Fig. 1, a-a-a-a, show four pieces of the plates or rails laid down in two lines, with their concave surfaces upwards.

Fig. 2 shows the elevation or end view of the plates or rails, their sectional form, and how they are fixed to the bearings b-b by means of screw bolts or cutter bolts.

Fig. 3 is added, to show more distinctly on a larger scale, the transverse form of the concave hollow plates or rails.

Fig. 4 shows the side views of the rails a-a, with their bearings b-b, under them; the same being shown in a position at right angles in Figs. 2, 7, 9, and 11.

Fig. 5 exhibits a plan or section of the base or underside of the rails; the recesses c-c, in the feet of the rails, being made to receive the wrought-iron screws or cutter bolts, which serve the double purpose of preserving and securing the rails in a direct line with each other, and of firmly securing them on their respective bearings; d-d show the stays cast between the sides of the rails or plates, which brace them together at their bottom edges.

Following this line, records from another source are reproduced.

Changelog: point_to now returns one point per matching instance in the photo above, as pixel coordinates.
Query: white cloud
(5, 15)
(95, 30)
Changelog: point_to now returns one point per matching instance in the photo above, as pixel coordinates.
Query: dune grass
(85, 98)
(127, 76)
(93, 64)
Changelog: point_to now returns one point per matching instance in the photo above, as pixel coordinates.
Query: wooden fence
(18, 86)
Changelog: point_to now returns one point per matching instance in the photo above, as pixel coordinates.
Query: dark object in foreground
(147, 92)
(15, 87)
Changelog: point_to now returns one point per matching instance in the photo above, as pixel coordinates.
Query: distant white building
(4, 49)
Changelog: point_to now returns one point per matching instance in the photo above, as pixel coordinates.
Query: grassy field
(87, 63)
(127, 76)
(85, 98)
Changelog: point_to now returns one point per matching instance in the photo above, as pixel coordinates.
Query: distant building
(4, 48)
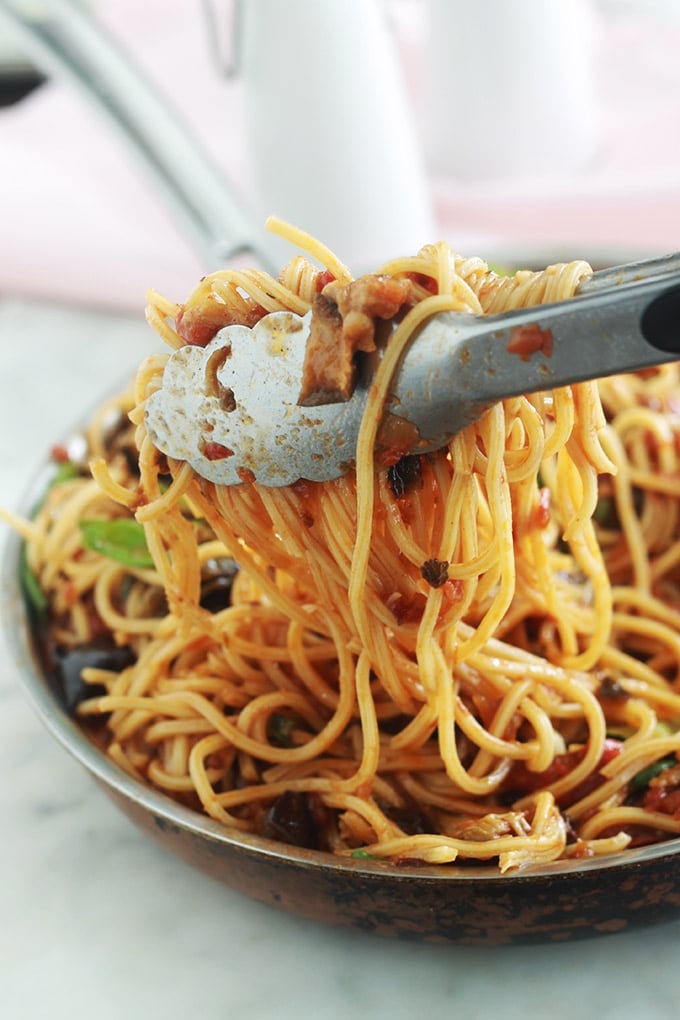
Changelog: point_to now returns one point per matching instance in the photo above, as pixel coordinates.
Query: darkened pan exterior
(467, 905)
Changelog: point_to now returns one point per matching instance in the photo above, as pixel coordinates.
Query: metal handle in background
(62, 39)
(457, 366)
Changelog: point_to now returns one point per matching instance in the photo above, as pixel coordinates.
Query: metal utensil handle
(65, 40)
(459, 365)
(630, 272)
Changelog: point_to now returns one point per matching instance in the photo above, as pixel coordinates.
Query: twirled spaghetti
(466, 655)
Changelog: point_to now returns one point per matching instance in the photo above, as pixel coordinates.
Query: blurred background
(517, 130)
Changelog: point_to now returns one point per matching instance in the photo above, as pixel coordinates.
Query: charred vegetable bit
(121, 540)
(404, 475)
(292, 820)
(279, 729)
(66, 673)
(643, 778)
(216, 583)
(435, 572)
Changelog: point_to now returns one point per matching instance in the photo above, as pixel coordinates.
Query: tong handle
(459, 365)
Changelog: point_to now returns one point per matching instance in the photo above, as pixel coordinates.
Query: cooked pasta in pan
(468, 655)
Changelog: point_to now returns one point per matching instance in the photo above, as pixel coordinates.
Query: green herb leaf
(66, 470)
(642, 779)
(31, 585)
(121, 540)
(279, 729)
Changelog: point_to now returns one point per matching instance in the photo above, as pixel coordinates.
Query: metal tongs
(231, 410)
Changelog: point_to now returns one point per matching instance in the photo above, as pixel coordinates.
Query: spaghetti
(470, 655)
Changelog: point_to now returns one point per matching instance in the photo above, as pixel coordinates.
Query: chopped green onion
(121, 540)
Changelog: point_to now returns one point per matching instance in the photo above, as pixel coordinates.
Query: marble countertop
(96, 920)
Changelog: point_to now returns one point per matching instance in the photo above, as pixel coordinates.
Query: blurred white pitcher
(332, 141)
(509, 88)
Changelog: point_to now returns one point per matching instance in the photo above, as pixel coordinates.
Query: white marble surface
(97, 921)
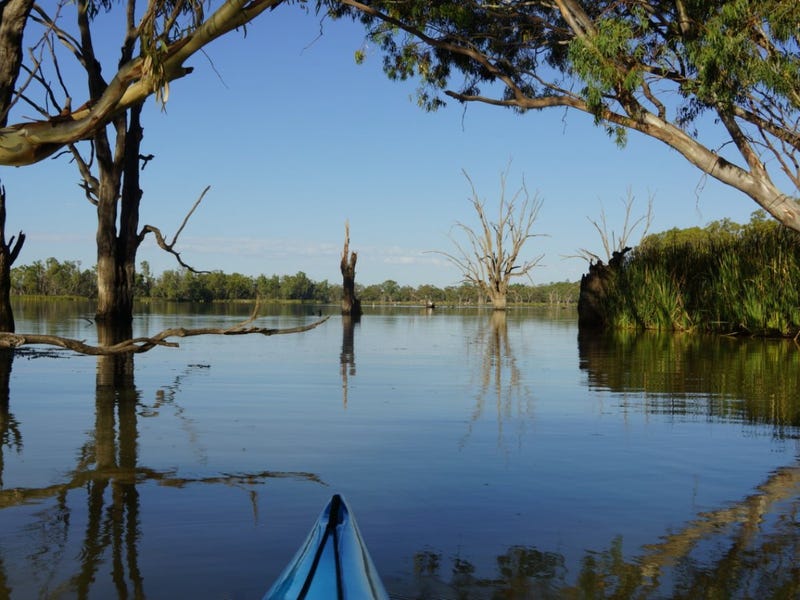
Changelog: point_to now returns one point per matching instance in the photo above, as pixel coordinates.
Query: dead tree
(351, 306)
(490, 258)
(8, 254)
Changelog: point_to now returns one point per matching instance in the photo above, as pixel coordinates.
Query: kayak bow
(333, 563)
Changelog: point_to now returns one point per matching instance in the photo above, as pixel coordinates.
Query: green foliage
(725, 278)
(54, 278)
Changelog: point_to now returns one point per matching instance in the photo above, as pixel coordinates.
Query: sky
(295, 139)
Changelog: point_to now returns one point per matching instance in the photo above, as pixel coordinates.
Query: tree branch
(143, 344)
(170, 247)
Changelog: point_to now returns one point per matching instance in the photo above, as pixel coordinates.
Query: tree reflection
(347, 358)
(10, 435)
(711, 377)
(500, 377)
(107, 471)
(746, 550)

Fig. 6 shows the diced or chequered rail. These, it is proposed, may also be laid in sheets, and where roads meet or cross each other, to prevent the feet of the horses from slipping, and will therefore be more particularly useful in such roads as have a declivity or descent. Fig. 7 exhibits an end elevation of the same.

The subjoined sketch, Fig. 8, shows a plan, and Fig. 9 a section of the mode of applying the invention to a street or road paved with stone.

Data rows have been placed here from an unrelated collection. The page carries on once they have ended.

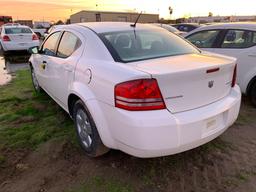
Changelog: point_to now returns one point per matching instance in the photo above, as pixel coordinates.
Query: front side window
(49, 47)
(204, 39)
(68, 44)
(239, 39)
(17, 30)
(130, 46)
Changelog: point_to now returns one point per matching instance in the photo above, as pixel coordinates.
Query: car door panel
(62, 69)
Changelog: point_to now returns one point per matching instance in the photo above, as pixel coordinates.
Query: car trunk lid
(190, 81)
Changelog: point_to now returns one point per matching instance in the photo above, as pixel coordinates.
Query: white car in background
(15, 37)
(236, 40)
(140, 89)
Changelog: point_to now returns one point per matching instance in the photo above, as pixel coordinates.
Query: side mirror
(33, 50)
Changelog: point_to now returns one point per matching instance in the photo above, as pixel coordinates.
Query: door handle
(252, 55)
(43, 65)
(68, 68)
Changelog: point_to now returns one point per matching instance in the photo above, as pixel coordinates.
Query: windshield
(17, 30)
(130, 46)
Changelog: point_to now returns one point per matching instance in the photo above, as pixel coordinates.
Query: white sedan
(236, 40)
(15, 37)
(140, 89)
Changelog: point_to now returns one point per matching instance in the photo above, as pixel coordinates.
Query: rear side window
(17, 30)
(239, 39)
(130, 46)
(49, 47)
(204, 39)
(68, 44)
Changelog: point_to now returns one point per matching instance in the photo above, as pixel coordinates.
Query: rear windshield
(130, 46)
(17, 30)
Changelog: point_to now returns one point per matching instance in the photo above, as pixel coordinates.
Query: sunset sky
(49, 10)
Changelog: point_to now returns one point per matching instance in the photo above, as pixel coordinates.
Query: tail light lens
(139, 95)
(6, 38)
(234, 77)
(35, 37)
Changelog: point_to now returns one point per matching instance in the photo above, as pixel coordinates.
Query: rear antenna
(134, 25)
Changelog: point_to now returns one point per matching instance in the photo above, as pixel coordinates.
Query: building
(97, 16)
(218, 19)
(25, 22)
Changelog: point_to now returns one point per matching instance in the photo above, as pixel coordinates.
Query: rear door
(45, 59)
(21, 35)
(63, 66)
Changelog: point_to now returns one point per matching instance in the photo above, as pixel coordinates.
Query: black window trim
(63, 32)
(225, 33)
(216, 41)
(56, 46)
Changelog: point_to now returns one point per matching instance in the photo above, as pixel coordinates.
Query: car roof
(15, 26)
(190, 24)
(105, 27)
(246, 25)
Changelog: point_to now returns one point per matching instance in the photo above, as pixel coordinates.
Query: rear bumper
(13, 46)
(160, 133)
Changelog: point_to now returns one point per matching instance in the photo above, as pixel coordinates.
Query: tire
(35, 83)
(253, 94)
(86, 131)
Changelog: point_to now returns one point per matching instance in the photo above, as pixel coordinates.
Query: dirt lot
(39, 152)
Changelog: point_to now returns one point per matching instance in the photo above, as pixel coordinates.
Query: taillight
(35, 37)
(6, 38)
(234, 77)
(139, 95)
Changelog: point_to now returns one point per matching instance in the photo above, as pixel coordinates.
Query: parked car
(139, 89)
(236, 40)
(186, 27)
(170, 28)
(15, 37)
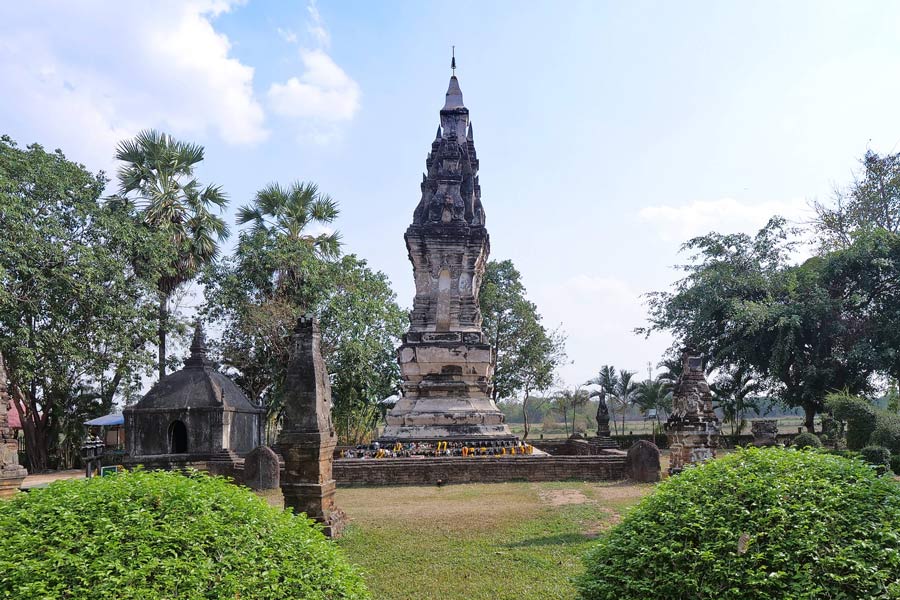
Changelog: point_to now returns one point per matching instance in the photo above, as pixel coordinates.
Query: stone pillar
(693, 428)
(307, 437)
(11, 473)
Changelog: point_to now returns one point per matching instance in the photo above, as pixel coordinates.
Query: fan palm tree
(286, 214)
(625, 392)
(608, 381)
(157, 182)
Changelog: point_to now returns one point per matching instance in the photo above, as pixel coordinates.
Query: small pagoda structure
(445, 360)
(693, 429)
(194, 415)
(11, 472)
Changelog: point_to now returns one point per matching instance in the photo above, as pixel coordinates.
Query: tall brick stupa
(445, 360)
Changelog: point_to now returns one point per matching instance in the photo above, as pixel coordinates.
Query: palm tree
(285, 214)
(607, 380)
(157, 181)
(625, 392)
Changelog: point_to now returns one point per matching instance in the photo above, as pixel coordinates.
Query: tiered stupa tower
(445, 360)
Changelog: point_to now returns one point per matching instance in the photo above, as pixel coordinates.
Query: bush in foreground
(164, 535)
(761, 524)
(877, 456)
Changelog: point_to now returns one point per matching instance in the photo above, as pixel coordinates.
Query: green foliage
(767, 524)
(861, 417)
(278, 273)
(870, 202)
(806, 440)
(877, 456)
(801, 330)
(887, 431)
(157, 189)
(164, 535)
(621, 389)
(74, 314)
(526, 355)
(859, 414)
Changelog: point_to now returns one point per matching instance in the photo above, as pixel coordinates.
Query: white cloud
(323, 96)
(83, 77)
(323, 92)
(287, 35)
(726, 215)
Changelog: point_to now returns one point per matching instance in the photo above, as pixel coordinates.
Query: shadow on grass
(550, 540)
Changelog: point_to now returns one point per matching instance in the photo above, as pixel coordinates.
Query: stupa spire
(454, 93)
(198, 356)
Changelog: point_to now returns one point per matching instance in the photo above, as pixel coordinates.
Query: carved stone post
(11, 473)
(693, 428)
(307, 438)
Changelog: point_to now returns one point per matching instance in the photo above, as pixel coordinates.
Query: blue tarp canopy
(106, 420)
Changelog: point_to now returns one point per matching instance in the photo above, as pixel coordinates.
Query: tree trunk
(163, 326)
(525, 414)
(36, 446)
(810, 416)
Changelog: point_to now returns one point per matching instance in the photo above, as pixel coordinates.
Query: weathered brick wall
(424, 471)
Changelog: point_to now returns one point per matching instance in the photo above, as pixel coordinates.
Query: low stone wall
(429, 471)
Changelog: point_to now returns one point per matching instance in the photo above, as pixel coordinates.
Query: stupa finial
(198, 348)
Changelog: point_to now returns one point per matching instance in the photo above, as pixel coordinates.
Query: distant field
(637, 427)
(479, 541)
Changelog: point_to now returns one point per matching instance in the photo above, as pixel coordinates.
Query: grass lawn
(478, 541)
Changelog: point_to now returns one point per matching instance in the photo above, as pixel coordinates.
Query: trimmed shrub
(758, 523)
(859, 414)
(877, 456)
(164, 535)
(806, 440)
(887, 431)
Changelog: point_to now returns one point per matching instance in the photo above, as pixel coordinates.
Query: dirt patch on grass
(563, 497)
(619, 492)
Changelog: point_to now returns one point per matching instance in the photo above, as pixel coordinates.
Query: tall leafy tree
(280, 271)
(744, 304)
(74, 314)
(869, 203)
(157, 183)
(526, 355)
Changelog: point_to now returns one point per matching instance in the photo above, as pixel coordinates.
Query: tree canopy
(526, 355)
(74, 314)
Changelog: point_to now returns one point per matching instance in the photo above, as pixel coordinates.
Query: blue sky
(608, 132)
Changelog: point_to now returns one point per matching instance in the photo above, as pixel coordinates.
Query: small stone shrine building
(195, 414)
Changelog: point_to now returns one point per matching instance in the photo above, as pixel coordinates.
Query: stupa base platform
(480, 469)
(446, 433)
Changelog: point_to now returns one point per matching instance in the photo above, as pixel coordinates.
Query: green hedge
(758, 523)
(859, 414)
(806, 440)
(164, 535)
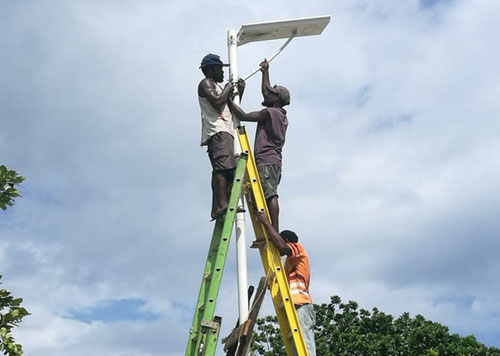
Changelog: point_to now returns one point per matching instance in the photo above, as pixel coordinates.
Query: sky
(390, 167)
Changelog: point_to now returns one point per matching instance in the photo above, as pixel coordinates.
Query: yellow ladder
(271, 259)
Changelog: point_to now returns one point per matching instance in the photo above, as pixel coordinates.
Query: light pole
(252, 33)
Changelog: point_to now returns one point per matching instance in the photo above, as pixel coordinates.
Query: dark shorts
(270, 177)
(221, 151)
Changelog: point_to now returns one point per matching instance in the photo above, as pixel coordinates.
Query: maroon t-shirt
(270, 137)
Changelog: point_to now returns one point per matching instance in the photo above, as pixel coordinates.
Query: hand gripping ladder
(271, 259)
(205, 329)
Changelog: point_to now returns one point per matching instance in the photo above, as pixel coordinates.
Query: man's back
(270, 137)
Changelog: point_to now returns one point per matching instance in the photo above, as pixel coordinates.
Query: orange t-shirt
(297, 270)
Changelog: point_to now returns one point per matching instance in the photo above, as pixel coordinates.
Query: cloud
(390, 165)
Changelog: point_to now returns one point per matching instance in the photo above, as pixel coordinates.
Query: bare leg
(274, 211)
(219, 193)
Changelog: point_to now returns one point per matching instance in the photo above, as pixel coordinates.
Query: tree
(11, 312)
(8, 191)
(343, 329)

Figs. 10 and 11 show in like manner, by a plan and section, the application of the invention to a street or road made of gravel, broken stone, or other road materials; but with the view of keeping the rail or plate as free from gravel as possible, a course of stones is laid on each side of the rail.

In some remarks made by the inventor "on the advantages of concave iron-roads," he observes, that with two horses the mail coaches might be conveyed eight miles per hour, as easy as the present mails are conveyed six miles per hour with four horses; the correctness of which seems unquestionable. One of the leading objects of Mr. Woodhouse appears to have been to avoid the frequent necessity, great expense, and inconvenience of making deep cuttings and embankments, in order to conduct canals into towns, which he proposed to connect by the application of these concave rails to ordinary roads.

Our London readers will not fail to remark, that the cast-iron gutters now laid on each side of most of our public streets are similarly constructed to Mr. Woodhouse's concave rails; and although they are now so modified as to adapt them as water conduits, it may often be observed that the London carmen purposely avail themselves of them as a railway, to ease their horses when heavily burthened, which it evidently does considerably, although the advantage is gained only upon one side of the carriage. The smoothness of surface which these rails or gutters acquire by the traffic over them, might cause the wheels of a steam carriage (or such as carry their own motive force within) to slip a little; but when the carriage is drawn, as by a horse, the wheels cannot shy round, and the smoothness then becomes an advantage.